さりとて過去の音源よ

2月から体調をくずし、どうにもならない日々が続いていますが、復調をめざして虎視眈々と、できることだけでもと考えておりますが、昔つくった音源の中身をのぞくことを、調子が良かった1月中にやっていたので、それを眺めたりはしています。

最近の曲のデモでは「水曜日」が、パート別に分けるととんでもない数のギターを多重録音して重ねていますが、過去の作品でも、自分でもきっちり確認していないけれども、たくさん重ねた記憶のある曲に、「Crescent-Moonrise」というのがありまして、先日数えたらば、エレキギター10本、アコースティックギター8本の計18本が鳴っておりました。シンプルな曲なのにねぇ。

なぜきっちり覚えていないのかというと、単に作っているうちに「このパートとこのパートとこのパート」というふうに増殖(「野合ダビング」と呼んでいます)していった次第で、結果ミックスダウン時にまとめるのにとても苦労することになったりしたのであります。

Queenというか、ブライアン・メイ・サウンドや、はたまたスティーヴ・ヴァイ氏もよく使うギター・オーケストレーションなどは、ちがう音程の単音フレーズによるハーモニーを別々に録音することによって、歪んだギターの持つ、擦弦楽器的なレゾナンスが活かされて非常に美しく、私も大好きなのですが、ほかにも同様の効果を得られる、2本のリードギターによるハモり、いわゆる「ツイン・リード」も素敵です。ハイウェイ・スターや、ホテル・カリフォルニアの最後のほう、バンドでいうとシン・リジィや、書き出すとキリがないほど、ほかにもたくさんあります。

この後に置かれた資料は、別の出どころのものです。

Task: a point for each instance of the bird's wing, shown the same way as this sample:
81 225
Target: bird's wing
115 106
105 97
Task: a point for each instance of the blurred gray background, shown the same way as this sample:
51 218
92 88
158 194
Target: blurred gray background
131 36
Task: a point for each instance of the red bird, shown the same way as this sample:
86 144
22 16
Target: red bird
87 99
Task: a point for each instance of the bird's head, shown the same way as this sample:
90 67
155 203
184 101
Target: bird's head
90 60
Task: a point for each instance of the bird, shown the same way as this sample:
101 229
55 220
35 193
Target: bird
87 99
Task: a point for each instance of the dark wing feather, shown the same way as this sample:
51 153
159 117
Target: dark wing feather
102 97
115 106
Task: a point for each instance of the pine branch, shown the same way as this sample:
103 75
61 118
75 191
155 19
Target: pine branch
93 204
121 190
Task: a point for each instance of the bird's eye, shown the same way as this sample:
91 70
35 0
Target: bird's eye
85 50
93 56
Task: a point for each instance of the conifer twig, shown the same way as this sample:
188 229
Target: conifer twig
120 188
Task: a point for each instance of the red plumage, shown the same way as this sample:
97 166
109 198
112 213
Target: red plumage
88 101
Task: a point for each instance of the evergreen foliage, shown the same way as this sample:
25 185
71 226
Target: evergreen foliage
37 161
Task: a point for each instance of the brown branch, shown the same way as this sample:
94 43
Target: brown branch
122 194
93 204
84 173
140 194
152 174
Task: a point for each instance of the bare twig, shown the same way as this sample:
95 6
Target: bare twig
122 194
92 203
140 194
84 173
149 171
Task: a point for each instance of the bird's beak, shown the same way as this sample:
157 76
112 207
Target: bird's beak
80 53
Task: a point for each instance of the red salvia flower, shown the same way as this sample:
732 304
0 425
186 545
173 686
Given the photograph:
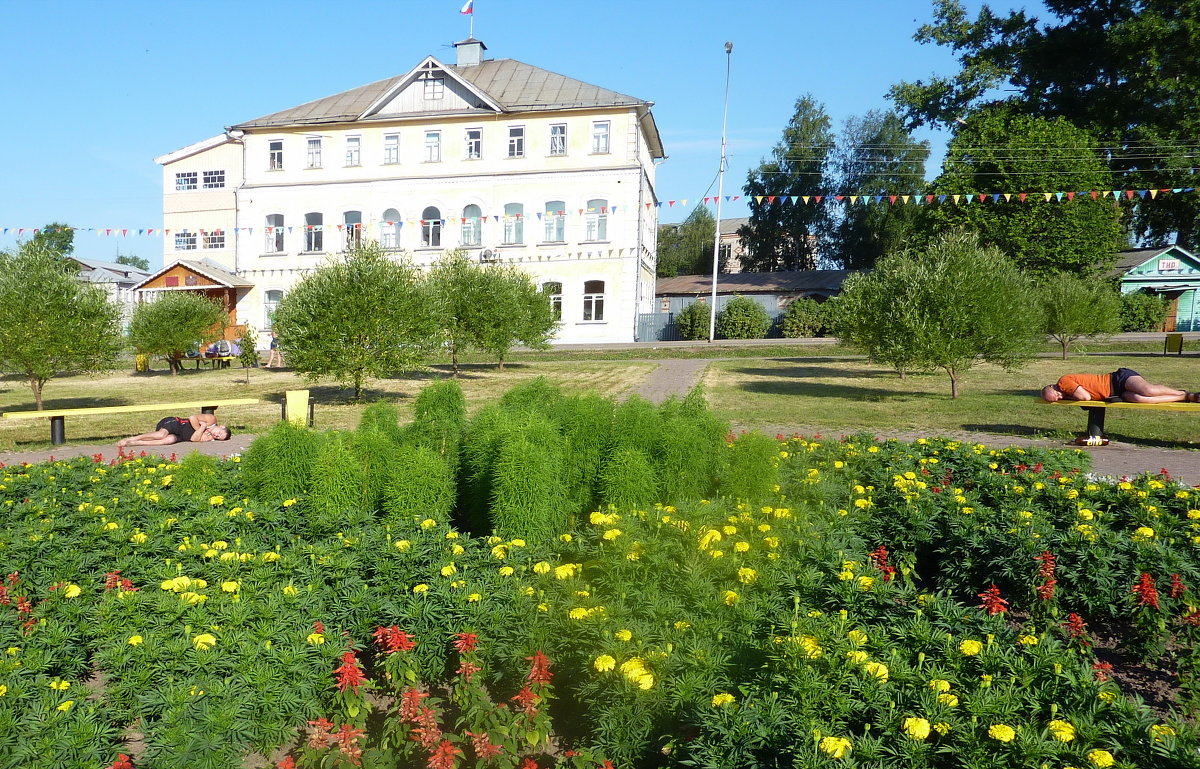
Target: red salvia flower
539 672
466 642
993 602
443 757
1146 592
349 674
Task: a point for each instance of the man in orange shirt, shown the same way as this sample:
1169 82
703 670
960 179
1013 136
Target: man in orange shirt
1123 384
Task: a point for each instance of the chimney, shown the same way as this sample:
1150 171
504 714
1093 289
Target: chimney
469 52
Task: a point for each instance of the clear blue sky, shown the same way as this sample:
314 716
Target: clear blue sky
96 90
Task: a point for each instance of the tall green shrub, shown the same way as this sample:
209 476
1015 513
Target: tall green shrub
743 318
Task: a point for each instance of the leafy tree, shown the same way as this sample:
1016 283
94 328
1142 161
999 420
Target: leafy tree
516 312
133 262
876 156
1125 70
357 317
58 238
49 322
999 151
174 323
949 306
1075 307
687 248
743 318
787 236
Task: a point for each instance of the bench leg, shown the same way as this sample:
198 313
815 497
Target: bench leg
58 430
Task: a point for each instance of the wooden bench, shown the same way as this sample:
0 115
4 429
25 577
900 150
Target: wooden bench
58 416
1097 410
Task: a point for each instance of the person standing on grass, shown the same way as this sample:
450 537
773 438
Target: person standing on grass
171 430
1123 384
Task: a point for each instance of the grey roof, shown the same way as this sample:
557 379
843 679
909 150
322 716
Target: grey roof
798 282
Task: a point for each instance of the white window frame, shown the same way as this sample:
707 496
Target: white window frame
601 137
432 146
558 138
516 140
474 144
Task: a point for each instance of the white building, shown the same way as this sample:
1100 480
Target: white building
507 161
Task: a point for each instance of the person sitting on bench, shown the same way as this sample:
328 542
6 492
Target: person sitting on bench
1123 384
169 430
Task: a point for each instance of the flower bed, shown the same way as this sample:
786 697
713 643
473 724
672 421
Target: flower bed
879 605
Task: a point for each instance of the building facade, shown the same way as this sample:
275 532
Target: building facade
509 162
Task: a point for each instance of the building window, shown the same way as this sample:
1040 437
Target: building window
555 290
353 222
431 228
558 138
432 146
514 223
472 226
556 221
593 300
275 233
389 234
474 144
435 89
516 140
313 232
597 220
600 137
214 239
270 301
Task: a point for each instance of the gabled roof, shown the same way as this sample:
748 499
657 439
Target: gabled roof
503 85
801 281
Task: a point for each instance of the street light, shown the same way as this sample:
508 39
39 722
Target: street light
720 188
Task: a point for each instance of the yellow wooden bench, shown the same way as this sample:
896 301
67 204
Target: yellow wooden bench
1097 410
58 416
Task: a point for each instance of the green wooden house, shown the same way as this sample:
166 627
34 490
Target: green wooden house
1169 271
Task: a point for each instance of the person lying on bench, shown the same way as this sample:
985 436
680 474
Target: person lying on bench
1123 384
195 428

が、私がけっこうやるのはリズム・ギターやアコギのストラミングなどをムチャクチャ重ねて厚みを出すやつです。クリーンサウンドの中に、すこしアンプで歪んだ音などが混じって、なんの音とは評点しがたいのだけども、なにか「ロックの音」のかたまりが聴こえてくるのが好きです。おそらくジョージ・ハリスンの「マイ・スウィート・ロード」あたり、いわゆる、フィル・スペクターのウォール・オヴ・サウンドがひとつ、心にあると思います。

がですね、重ねるということは、これはツインリードを含むギターハーモニーにも同じことが言えるんですが、タイミングやニュアンスをきっちりそろえないと、なんか、ふわふわもこもこした、曖昧でぼやけたサウンドになってしまうので、そこは、むしろ「重ねた効果がわからないくらい、きっちり揃えて弾く」(勿論どんだけ名人でも、位相レベルまでおなじ音を出すのはほぼ不可能なので、それでも効果はでます)というを繰り返して、はじめて狙い通りの世界になるという、シビアなモノなんでありますよ。

ま、私はそこまでできているか、というと、お恥ずかしい限りですが。

ということで、ライヴに向けて復調活動にはげみます。